There have been press crackdowns in the region before, especially during periods of mass public uprisings. But the ongoing crackdown is notably worse. Last week, a few journalists supportive of the Indian government, with assistance from armed police, took control of the Kashmir Valley’s only independent press club. Authorities shut it down a day later, drawing sharp criticism from journalist bodies.
The Editors Guild of India accused the government of being “brazenly complicit” and dubbed it an “armed takeover.” Reporters Without Borders called it an “undeclared coup” and said the region is “steadily being transformed into a black hole for news and information.”
The press club is the region’s latest civil society group to face the government’s widening crackdown. In the last two years, authorities have stopped the Kashmir High Court Bar Association and the Kashmir Chamber of Commerce from holding internal elections.
The government defended its move by citing “potential law and order situation” and “the safety of bona fide journalists.” It said the club failed to register under a new law and hold elections for a new managing body.
The club said new registration was granted by authorities after “six months of rigorous police verification” in late December, but kept in “abeyance” a day later for unknown reasons.
The government’s move ran in stark contrast with its policy in the region’s Hindu-dominated Jammu city where another press club continues to function without having held an election for nearly half a decade.
Majid Maqbool, a local reporter, said the club extended institutional support to journalists working under difficult conditions. “It was like a second home for us,” he said. Local Kashmiri reporters were often the only eyes on the ground for global audiences, particularly after New Delhi barred foreign journalists from the region without official approval a few years ago. Most of the coverage has focused on the Kashmir conflict and government crackdowns. Authorities are now seeking to control any narrative seen opposed to the broad consensus in India that the region is an integral part of the country.
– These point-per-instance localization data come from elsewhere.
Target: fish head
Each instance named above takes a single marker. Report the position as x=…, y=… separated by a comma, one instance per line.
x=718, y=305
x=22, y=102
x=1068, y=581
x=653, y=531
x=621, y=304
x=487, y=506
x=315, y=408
In this battle of narratives, journalists have been berated by authorities for not using the term “terrorists” for separatist rebels. Government communiques mostly appear on front pages and statements from pro-India Kashmiri groups critical of Modi’s policies are barely published.
Newspaper editorials reflective of the conflict are largely absent. Rare news reports about rights abuses are often dismissed as politically motivated fabrications, emboldening the region’s heavy-handed military and police to muzzle the press. Some reporters have been subjected to grueling hours of police interrogation, a tactic condemned by the United Nations last year.
Aakash Hassan, an independent Kashmiri journalist who mainly writes for the international press, said he has been summoned at least seven times by Indian authorities in the last two years.
Hassan said sometimes officers would question his motives to report and “lecture me about how to do journalism the right way.” “It is a way to dissuade us from reporting,” he said, adding that police also questioned his parents several times and probed their finances. “Sometimes I wonder if it is worth it to be a journalist in Kashmir,” said Hassan. “But I know, silence doesn’t help.”